The election is over. I'm not beating a dead donkey. There's been a lot of talk about how wrong the exit polls taken on election day were. And we've heard the pollsters being blamed for picking un-representative samples. We haven't heard what I first suspected on November 2, that maybe what we saw was Terry McAuliffe's successful attempt to influence the polls and, in his mind, the election for John Kerry.
There was, you will recall, some un-representative sampling going on that the pollsters wouldn't discover until later that day when the votes began to be counted. Early that day I recall McAuliffe being interviewed by a cable news reporter and he was looking happy like the cat that had just got the mouse. He didn't act surprised that the exit polls were showing his man in a landslide. Instead, he was just happy, basking in the 'I told you so' light of confidence. Nothing wrong with being positive. But looking back, it could have just as easily been just part of the plan; to spike the polls.
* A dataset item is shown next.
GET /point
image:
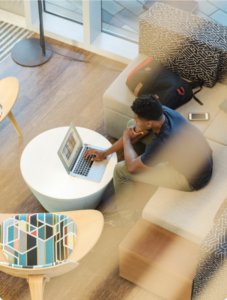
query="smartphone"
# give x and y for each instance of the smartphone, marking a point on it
(198, 116)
There is a precedent of this sort of behavior from McAuliffe himself. Harken back to the debate season. For all three debates, McAuliffe's DNC mass emailed their lists of supporters asking them to participate in online polls, polls that would be used by all the media the following day.
This time, there seems to be a connection between DNC operatives and the pollsters. Enough of a connection to know which precincts were going to be visited by the national pollsters. It just comes down to look as though McAuliffe had something to do with those un-representative samples.
Best thing the Democrat party can do is purge itself from that guy.